WeBWorK Problems

Does a method exist to say whether or not a Formula uses a given function?

Does a method exist to say whether or not a Formula uses a given function?

by Alex Jordan -
Number of replies: 2

There is this method for a MathObject Formula:

$f->usesOneOf("x",...)

that tells you whether or not a Formula uses some variable. Is there something similar for functions? My objective is to take a student formula (in a custom answer checker) and determine if they are using 'sqrt'. I don't want to disable 'sqrt', I just want to tailor the custom feedback message to whether or not they used it.

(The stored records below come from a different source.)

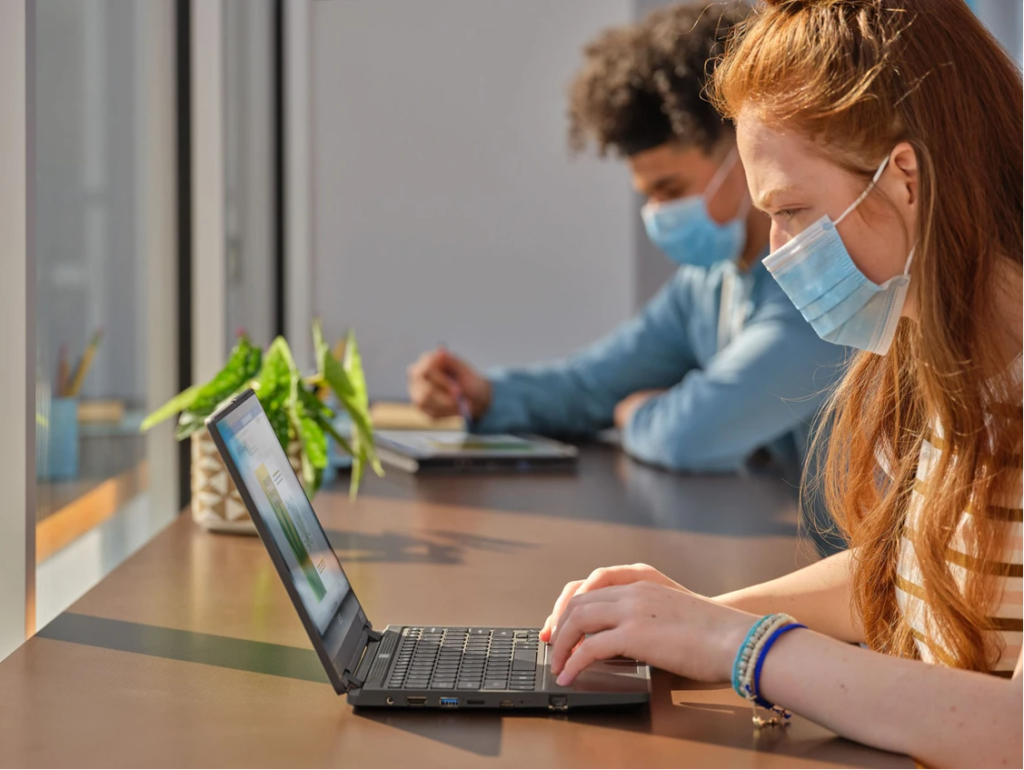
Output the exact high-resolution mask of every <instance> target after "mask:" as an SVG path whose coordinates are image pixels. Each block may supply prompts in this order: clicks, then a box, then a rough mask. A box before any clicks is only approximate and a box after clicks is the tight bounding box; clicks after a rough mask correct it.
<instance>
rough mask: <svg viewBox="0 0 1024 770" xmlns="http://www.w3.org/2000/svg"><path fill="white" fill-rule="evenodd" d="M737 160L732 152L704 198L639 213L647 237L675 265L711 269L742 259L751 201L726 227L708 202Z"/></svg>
mask: <svg viewBox="0 0 1024 770" xmlns="http://www.w3.org/2000/svg"><path fill="white" fill-rule="evenodd" d="M737 160H738V155H737V154H736V151H735V149H733V151H732V153H731V154H730V155H729V157H728V158H726V159H725V161H724V162H723V163H722V165H721V166H720V167H719V169H718V171H717V172H716V173H715V176H714V177H713V178H712V180H711V181H710V182H709V183H708V187H707V188H706V189H705V191H703V194H702V195H697V196H688V197H686V198H682V199H680V200H678V201H670V202H668V203H649V204H647V205H646V206H644V207H643V208H642V209H641V210H640V214H641V216H642V217H643V223H644V226H645V227H646V228H647V237H648V238H650V240H651V243H653V244H654V246H656V247H657V248H658V249H660V250H662V251H663V252H664V253H665V255H666V256H667V257H668V258H669V259H671V260H672V261H673V262H676V263H677V264H680V265H687V264H689V265H697V266H700V267H710V266H711V265H713V264H715V263H716V262H723V261H727V260H728V261H732V260H735V259H736V257H738V256H739V252H740V251H741V250H742V248H743V244H744V243H745V241H746V222H745V218H746V209H748V208H749V207H750V199H748V198H745V196H744V199H743V200H744V201H745V205H744V207H743V209H742V210H741V211H740V212H739V215H738V216H736V218H735V219H732V220H731V221H728V222H726V223H725V224H719V223H718V222H716V221H715V220H714V219H712V218H711V215H710V214H709V213H708V202H709V201H711V200H712V199H713V198H714V197H715V194H716V193H718V189H719V187H721V186H722V182H723V181H724V180H725V177H726V175H728V173H729V171H731V170H732V167H733V166H735V165H736V161H737Z"/></svg>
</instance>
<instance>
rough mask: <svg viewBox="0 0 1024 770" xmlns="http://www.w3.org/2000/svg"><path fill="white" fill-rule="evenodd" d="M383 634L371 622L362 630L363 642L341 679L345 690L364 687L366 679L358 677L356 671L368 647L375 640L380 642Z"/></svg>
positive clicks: (346, 690)
mask: <svg viewBox="0 0 1024 770" xmlns="http://www.w3.org/2000/svg"><path fill="white" fill-rule="evenodd" d="M382 636H383V634H381V632H379V631H374V630H373V629H372V628H371V627H370V624H367V626H366V627H365V628H364V630H362V639H361V640H360V641H361V643H360V644H359V645H358V646H357V647H356V648H355V654H354V655H352V659H351V660H349V662H348V666H346V667H345V672H344V674H342V677H341V681H342V684H344V685H345V691H346V692H347V691H349V690H357V689H359V688H360V687H362V684H364V680H361V679H359V678H357V677H356V673H357V672H358V670H359V664H360V662H362V657H364V655H366V652H367V647H369V646H370V645H371V644H373V643H375V642H379V641H380V640H381V637H382Z"/></svg>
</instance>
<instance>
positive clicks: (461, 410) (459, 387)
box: [437, 342, 473, 430]
mask: <svg viewBox="0 0 1024 770" xmlns="http://www.w3.org/2000/svg"><path fill="white" fill-rule="evenodd" d="M437 347H438V348H440V349H441V350H447V346H446V345H445V344H444V343H443V342H441V343H438V345H437ZM449 383H451V385H452V390H453V392H454V394H455V404H456V408H457V409H458V410H459V417H461V418H462V420H463V422H464V423H466V430H469V426H470V425H471V424H472V422H473V415H472V413H471V412H470V411H469V402H468V401H467V400H466V395H465V393H463V392H462V386H460V385H459V381H458V380H457V379H455V378H454V377H452V376H451V375H449Z"/></svg>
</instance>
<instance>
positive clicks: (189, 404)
mask: <svg viewBox="0 0 1024 770" xmlns="http://www.w3.org/2000/svg"><path fill="white" fill-rule="evenodd" d="M202 387H203V386H202V385H193V386H191V387H190V388H187V389H186V390H182V391H181V392H180V393H178V394H177V395H176V396H174V397H173V398H171V400H169V401H168V402H167V403H165V404H164V405H163V407H161V408H160V409H158V410H155V411H154V412H152V413H151V414H150V415H147V416H146V418H145V420H143V421H142V426H141V428H140V430H141V431H142V432H145V431H147V430H148V429H150V428H152V427H153V426H154V425H159V424H160V423H162V422H164V420H167V419H169V418H171V417H174V415H176V414H178V413H179V412H184V411H185V410H187V409H189V408H190V407H191V404H193V401H195V400H196V396H197V395H199V391H200V389H201V388H202Z"/></svg>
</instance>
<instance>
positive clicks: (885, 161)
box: [833, 156, 889, 224]
mask: <svg viewBox="0 0 1024 770" xmlns="http://www.w3.org/2000/svg"><path fill="white" fill-rule="evenodd" d="M888 165H889V156H886V158H885V160H884V161H882V165H880V166H879V170H878V171H876V172H874V176H872V177H871V181H870V183H869V184H868V185H867V186H866V187H865V188H864V191H863V193H861V194H860V196H859V197H858V198H857V200H856V201H854V202H853V203H851V204H850V205H849V206H848V207H847V209H846V211H844V212H843V213H842V214H840V216H839V219H837V220H836V221H835V222H833V224H839V223H840V222H842V221H843V220H844V219H846V215H847V214H849V213H850V212H851V211H853V210H854V209H855V208H857V207H858V206H860V204H861V203H863V202H864V199H865V198H867V196H869V195H870V194H871V190H872V189H874V185H876V184H878V182H879V179H880V178H882V172H883V171H885V170H886V166H888Z"/></svg>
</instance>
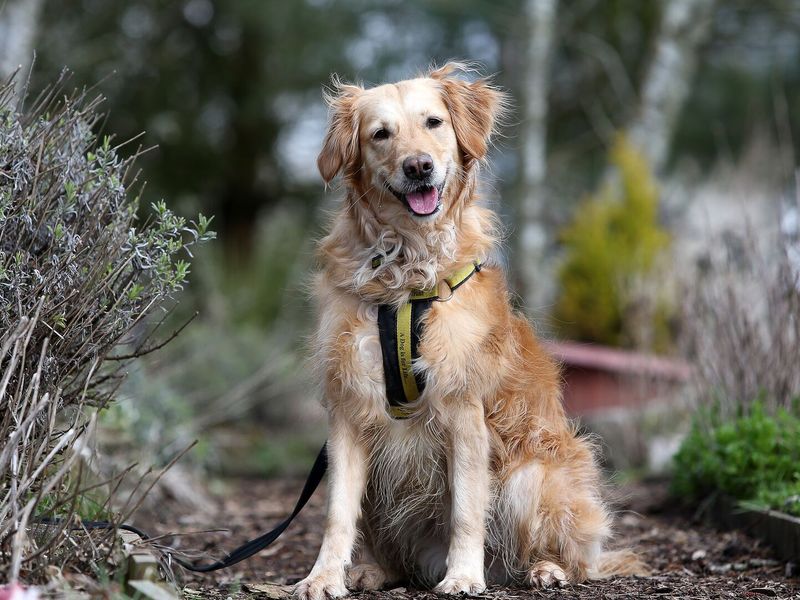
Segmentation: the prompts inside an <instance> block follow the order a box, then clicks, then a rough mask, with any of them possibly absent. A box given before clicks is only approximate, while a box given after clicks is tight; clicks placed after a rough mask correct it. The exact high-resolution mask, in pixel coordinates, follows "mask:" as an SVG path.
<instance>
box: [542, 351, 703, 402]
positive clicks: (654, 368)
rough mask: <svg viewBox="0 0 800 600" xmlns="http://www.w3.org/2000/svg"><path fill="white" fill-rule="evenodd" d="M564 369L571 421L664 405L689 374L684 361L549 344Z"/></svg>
mask: <svg viewBox="0 0 800 600" xmlns="http://www.w3.org/2000/svg"><path fill="white" fill-rule="evenodd" d="M545 347H546V348H547V350H548V351H549V352H550V353H551V354H552V355H553V356H554V357H555V358H556V359H558V360H559V361H560V362H561V363H562V365H563V375H564V380H565V386H564V404H565V406H566V408H567V411H568V412H569V414H571V415H573V416H580V415H591V414H592V413H596V412H599V411H604V410H608V409H612V408H639V407H644V406H645V405H648V404H651V403H654V402H663V401H667V400H669V399H670V398H674V394H675V393H676V392H677V391H678V390H679V388H681V387H683V386H684V385H685V384H686V383H687V382H688V380H689V378H690V376H691V372H692V369H691V367H690V366H689V365H688V364H687V363H686V362H684V361H681V360H678V359H673V358H665V357H660V356H653V355H648V354H642V353H640V352H631V351H627V350H619V349H617V348H608V347H606V346H597V345H592V344H581V343H577V342H547V343H545Z"/></svg>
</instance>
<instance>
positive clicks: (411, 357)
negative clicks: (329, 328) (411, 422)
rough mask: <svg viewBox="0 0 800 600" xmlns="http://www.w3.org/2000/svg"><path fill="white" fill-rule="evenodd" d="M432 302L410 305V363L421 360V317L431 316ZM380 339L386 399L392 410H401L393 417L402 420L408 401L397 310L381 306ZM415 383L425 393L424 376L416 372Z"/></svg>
mask: <svg viewBox="0 0 800 600" xmlns="http://www.w3.org/2000/svg"><path fill="white" fill-rule="evenodd" d="M432 304H433V300H417V301H415V302H412V303H411V359H412V361H413V360H415V359H417V358H419V350H418V346H419V339H420V336H421V335H422V317H423V315H424V314H425V313H426V312H428V310H429V309H430V307H431V305H432ZM378 337H379V338H380V342H381V350H382V355H383V374H384V381H385V382H386V399H387V400H388V401H389V406H390V407H392V408H394V409H399V411H398V412H394V411H393V416H395V417H396V418H403V417H402V416H401V414H400V413H401V411H402V409H403V407H405V406H406V405H407V404H408V402H409V398H407V397H406V393H405V390H404V388H403V380H402V376H401V375H400V360H399V357H398V355H397V308H396V307H394V306H391V305H389V304H381V305H379V306H378ZM414 379H415V380H416V382H417V389H418V390H419V393H420V394H422V391H423V390H424V389H425V376H424V374H422V373H419V372H417V371H415V372H414Z"/></svg>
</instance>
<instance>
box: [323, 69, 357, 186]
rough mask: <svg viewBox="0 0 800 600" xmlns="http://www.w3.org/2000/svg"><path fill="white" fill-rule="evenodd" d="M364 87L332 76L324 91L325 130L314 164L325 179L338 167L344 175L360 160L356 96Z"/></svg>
mask: <svg viewBox="0 0 800 600" xmlns="http://www.w3.org/2000/svg"><path fill="white" fill-rule="evenodd" d="M363 91H364V89H363V88H361V87H359V86H357V85H348V84H345V83H342V82H341V81H340V80H339V79H338V78H337V77H333V78H332V88H331V89H330V90H326V91H325V101H326V102H327V103H328V107H329V108H330V121H329V123H328V132H327V133H326V134H325V141H324V142H323V144H322V150H321V151H320V153H319V156H318V157H317V168H318V169H319V173H320V175H322V179H323V180H324V181H325V183H330V182H331V180H332V179H333V178H334V177H336V175H337V174H338V173H339V171H342V170H343V171H344V173H345V175H347V174H348V173H352V172H354V171H355V169H356V168H357V165H358V162H359V160H360V154H359V144H358V118H357V115H356V110H355V108H356V107H355V105H356V100H357V99H358V97H359V96H360V95H361V92H363Z"/></svg>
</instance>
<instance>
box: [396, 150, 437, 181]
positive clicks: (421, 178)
mask: <svg viewBox="0 0 800 600" xmlns="http://www.w3.org/2000/svg"><path fill="white" fill-rule="evenodd" d="M432 171H433V159H432V158H431V155H430V154H417V155H416V156H409V157H408V158H407V159H405V160H404V161H403V173H405V174H406V177H408V178H409V179H424V178H425V177H427V176H428V175H430V174H431V172H432Z"/></svg>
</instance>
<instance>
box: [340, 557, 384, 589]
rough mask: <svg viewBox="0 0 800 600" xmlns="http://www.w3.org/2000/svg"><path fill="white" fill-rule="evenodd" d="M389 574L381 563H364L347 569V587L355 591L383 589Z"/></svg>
mask: <svg viewBox="0 0 800 600" xmlns="http://www.w3.org/2000/svg"><path fill="white" fill-rule="evenodd" d="M387 579H388V576H387V574H386V571H384V570H383V569H382V568H381V567H380V566H379V565H376V564H375V563H364V564H361V565H353V566H352V567H350V568H349V569H347V587H348V588H349V589H351V590H355V591H364V592H369V591H373V590H379V589H381V588H382V587H383V586H384V584H385V583H386V581H387Z"/></svg>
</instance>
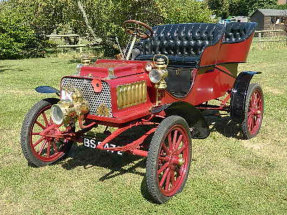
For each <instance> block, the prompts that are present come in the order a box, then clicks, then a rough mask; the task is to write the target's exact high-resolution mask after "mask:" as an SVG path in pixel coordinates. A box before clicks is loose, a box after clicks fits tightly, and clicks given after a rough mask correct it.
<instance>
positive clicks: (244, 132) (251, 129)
mask: <svg viewBox="0 0 287 215" xmlns="http://www.w3.org/2000/svg"><path fill="white" fill-rule="evenodd" d="M263 113H264V97H263V91H262V89H261V87H260V86H259V85H258V84H250V85H249V88H248V92H247V96H246V105H245V118H244V121H243V122H242V124H241V129H242V133H243V137H244V138H245V139H251V138H253V137H255V136H256V135H257V134H258V132H259V130H260V128H261V124H262V120H263Z"/></svg>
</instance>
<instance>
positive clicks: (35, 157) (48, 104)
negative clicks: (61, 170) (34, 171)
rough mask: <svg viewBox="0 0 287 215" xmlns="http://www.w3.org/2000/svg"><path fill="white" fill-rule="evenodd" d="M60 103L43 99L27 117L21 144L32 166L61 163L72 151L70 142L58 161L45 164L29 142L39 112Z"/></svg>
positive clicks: (53, 161)
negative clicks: (60, 162)
mask: <svg viewBox="0 0 287 215" xmlns="http://www.w3.org/2000/svg"><path fill="white" fill-rule="evenodd" d="M58 102H59V99H56V98H47V99H43V100H41V101H39V102H38V103H36V104H35V105H34V106H33V107H32V108H31V109H30V110H29V112H28V113H27V114H26V116H25V119H24V121H23V124H22V129H21V140H20V144H21V148H22V152H23V154H24V156H25V158H26V159H27V161H28V163H29V164H30V165H32V166H36V167H41V166H46V165H50V164H52V163H55V162H57V161H59V160H60V159H62V158H63V157H64V156H65V155H66V154H67V153H68V152H69V150H70V149H71V146H72V142H68V143H67V144H66V145H65V147H64V149H63V150H62V152H64V154H63V155H62V156H60V157H59V158H58V159H57V160H55V161H53V162H44V161H42V160H40V159H38V158H37V157H35V156H34V155H33V152H32V149H31V146H30V141H29V140H30V138H29V137H30V131H31V128H32V126H33V125H34V124H35V121H36V119H37V117H38V115H39V112H40V111H41V110H42V109H43V108H45V107H47V106H52V105H53V104H56V103H58Z"/></svg>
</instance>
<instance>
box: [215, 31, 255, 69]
mask: <svg viewBox="0 0 287 215" xmlns="http://www.w3.org/2000/svg"><path fill="white" fill-rule="evenodd" d="M253 36H254V34H252V35H251V36H250V37H249V38H248V39H247V40H245V41H243V42H240V43H230V44H225V43H223V44H222V45H221V47H220V50H219V52H218V53H217V55H218V58H217V64H221V63H230V62H246V59H247V56H248V53H249V50H250V46H251V43H252V40H253Z"/></svg>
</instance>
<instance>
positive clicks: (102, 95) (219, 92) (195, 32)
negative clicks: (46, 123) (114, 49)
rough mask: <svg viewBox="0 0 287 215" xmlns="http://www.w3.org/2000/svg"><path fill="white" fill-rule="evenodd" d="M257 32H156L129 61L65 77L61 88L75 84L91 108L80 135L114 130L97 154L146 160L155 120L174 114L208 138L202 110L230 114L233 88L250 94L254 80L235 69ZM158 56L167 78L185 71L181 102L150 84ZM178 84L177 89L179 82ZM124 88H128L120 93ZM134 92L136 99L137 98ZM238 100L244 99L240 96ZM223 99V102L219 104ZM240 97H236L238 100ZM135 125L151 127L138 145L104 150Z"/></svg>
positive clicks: (227, 27)
mask: <svg viewBox="0 0 287 215" xmlns="http://www.w3.org/2000/svg"><path fill="white" fill-rule="evenodd" d="M255 27H256V23H231V24H228V25H227V26H223V25H220V24H199V23H195V24H175V25H164V26H156V27H155V28H154V32H155V34H154V36H153V37H152V38H149V39H147V40H144V41H143V40H142V41H141V42H140V43H139V47H141V49H140V52H141V54H140V55H137V56H135V57H134V58H133V60H113V59H106V60H97V61H96V62H95V63H94V64H91V65H86V66H83V67H82V68H81V70H80V71H79V73H78V74H77V75H74V76H66V77H63V79H62V82H61V88H62V87H67V86H69V85H70V84H72V85H73V84H74V86H73V87H76V88H78V87H80V88H81V89H80V90H82V91H83V94H84V95H83V96H84V98H85V99H86V100H87V101H88V102H89V103H90V106H91V111H90V113H88V114H86V115H85V116H84V118H80V119H79V125H80V127H81V128H82V129H83V131H86V130H87V129H91V128H93V127H94V126H96V125H106V126H112V127H118V130H116V131H115V132H114V133H112V134H111V135H110V136H108V137H107V138H106V139H105V140H104V141H103V142H102V143H101V144H100V145H98V146H97V148H98V149H102V150H110V151H127V152H130V153H133V154H137V155H140V156H147V151H146V150H143V148H142V147H141V144H142V143H143V142H144V140H145V139H146V138H147V137H148V136H149V135H150V134H152V133H154V132H155V130H156V127H157V125H158V124H159V123H156V122H155V121H153V119H154V118H165V117H167V116H169V115H173V114H175V115H179V116H182V117H183V118H185V120H186V121H187V123H188V124H189V127H190V128H191V129H192V130H193V131H194V137H197V138H206V137H207V136H208V135H209V129H208V125H207V123H206V121H205V119H204V117H203V116H202V114H201V112H200V110H201V109H213V110H221V111H227V112H232V110H230V106H231V105H229V104H228V101H229V100H230V98H232V91H234V92H236V91H237V89H234V86H235V85H236V86H237V87H240V86H243V87H242V89H243V88H244V89H245V90H246V89H247V88H248V87H247V86H248V84H249V81H250V80H251V78H252V76H253V74H243V75H241V76H240V75H239V76H238V64H239V63H244V62H246V59H247V56H248V52H249V49H250V46H251V43H252V39H253V36H254V31H255ZM203 40H206V41H203ZM188 53H190V55H191V56H189V55H188ZM156 54H164V55H167V58H169V60H170V61H171V63H170V64H169V65H168V67H167V71H168V73H169V72H170V69H171V70H172V69H173V72H175V73H176V75H178V74H180V72H181V69H184V71H185V72H186V73H187V74H189V75H190V76H188V77H189V78H190V79H191V80H190V86H189V89H188V91H186V92H185V93H184V94H181V95H180V96H179V95H178V94H175V93H173V92H172V91H169V90H168V89H165V88H164V89H159V88H158V87H157V86H156V85H155V84H154V83H152V82H151V80H150V77H149V71H148V70H147V69H146V68H147V67H146V66H147V65H153V66H155V62H153V61H152V59H153V56H154V55H156ZM171 72H172V71H171ZM168 77H169V76H168ZM241 79H242V80H241ZM243 79H244V80H243ZM69 81H70V82H71V83H70V82H69ZM172 81H173V80H172V79H171V80H170V82H169V83H167V87H168V85H169V84H170V83H172ZM182 81H186V80H185V79H182ZM241 82H244V83H241ZM177 84H179V85H180V84H181V82H178V83H177ZM122 86H126V87H125V88H123V90H122V91H121V87H122ZM133 91H136V92H138V93H139V94H140V96H139V98H137V97H136V96H135V95H134V94H133V93H132V92H133ZM239 91H240V90H239ZM240 93H242V92H241V91H240V92H239V94H240ZM143 95H144V96H143ZM242 95H243V97H244V92H243V93H242ZM223 96H225V98H223V99H220V97H223ZM129 97H132V98H129ZM241 97H242V96H240V95H238V98H239V99H241V100H242V98H241ZM143 98H144V100H141V99H143ZM123 99H126V100H129V99H131V101H133V102H132V103H131V104H129V105H127V106H119V105H120V104H121V105H122V103H123ZM215 99H216V100H219V101H220V102H221V103H220V104H219V105H218V106H215V105H208V102H209V101H211V100H215ZM140 100H141V101H140ZM237 103H238V102H237ZM237 103H236V102H233V106H235V108H234V110H235V109H236V111H235V112H234V114H233V115H234V116H236V118H237V119H240V118H242V114H241V109H242V106H243V104H244V103H243V102H239V103H240V104H239V105H238V104H237ZM241 103H242V104H241ZM95 104H96V105H95ZM92 106H93V107H92ZM84 121H86V123H84ZM89 123H90V124H89ZM139 125H153V126H155V127H153V128H152V129H150V130H149V131H148V132H147V133H146V134H145V135H143V136H142V137H140V138H139V139H138V140H135V141H133V142H131V143H126V144H125V145H124V146H118V147H115V148H107V147H106V144H107V143H109V142H110V141H112V140H113V139H114V138H115V137H117V136H118V135H120V134H121V133H122V132H125V131H126V130H128V129H130V128H132V127H135V126H139ZM83 133H84V132H82V131H80V132H78V133H76V134H74V135H71V134H63V137H65V135H66V137H67V136H68V137H69V138H72V139H74V140H76V141H81V140H82V137H83Z"/></svg>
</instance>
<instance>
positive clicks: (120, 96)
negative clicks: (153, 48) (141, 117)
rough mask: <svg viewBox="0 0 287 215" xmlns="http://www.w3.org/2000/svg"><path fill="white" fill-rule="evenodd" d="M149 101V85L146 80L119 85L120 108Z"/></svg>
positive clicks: (118, 87) (119, 99) (124, 107)
mask: <svg viewBox="0 0 287 215" xmlns="http://www.w3.org/2000/svg"><path fill="white" fill-rule="evenodd" d="M146 101H147V85H146V82H145V81H138V82H134V83H130V84H124V85H119V86H117V105H118V109H123V108H127V107H131V106H134V105H138V104H142V103H145V102H146Z"/></svg>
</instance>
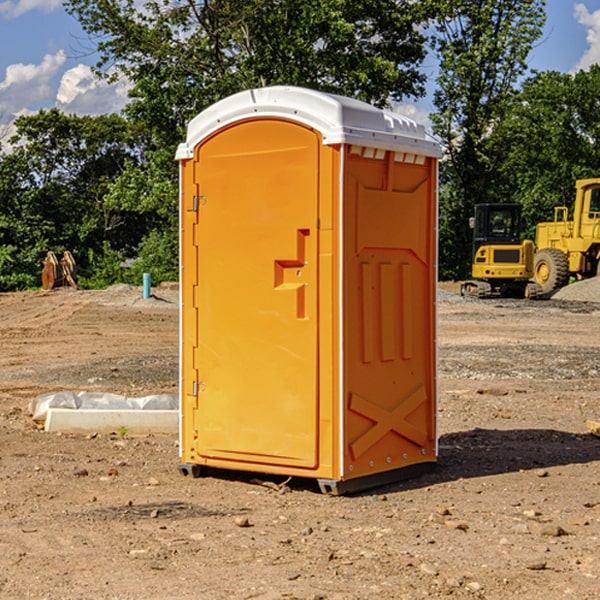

I could just print the string for the student formula and see if 'sqrt' appears in that string. It would feel better if there was something that actually looked in the tree for $f.

In reply to Alex Jordan

Re: Does a method exist to say whether or not a Formula uses a given function?

by Davide Cervone -

No such function currently exists. You would either have to walk the parse tree to look for function nodes yourself and could them, or you could subclass the function class to flag whether sqrt was used or not. I'll see if I can put something together to illustrate the latter, when I get a moment.

In reply to Alex Jordan

Re: Does a method exist to say whether or not a Formula uses a given function?

by Davide Cervone -

It turns out this is easier than I thought. Here is a little code that does the trick:

package my::Function;
our @ISA = ('Parser::Function');

sub new {
  my $self = shift;
  my ($equation, $name) = @_;
  $equation->{functions}{$name} = 1;
  $self->SUPER::new(@_);
}

package main;

Context("Numeric")->{parser}{Function} = 'my::Function';

$f = Formula("sin(x+sqrt(x+1))");
TEXT(join(', ', keys %{$f->{functions} || {}}));

This subclasses the Parser::Function object and overrides the new method so that it marks the names of the functions used in the formula. You could use $f->{functions}{sqrt} to determine if sqrt() had been used in the formula.

Note that if you use Compute() rather than Formula(), and the result is a constant, you won't get the functions property because the formula will have been evaluated to the constant, but you can use $f->{equation}{formula} in that case. In an answer checker, you should be able to use $ansHash->{student_value} rather than $ansHash->{student_answer} to access the formula.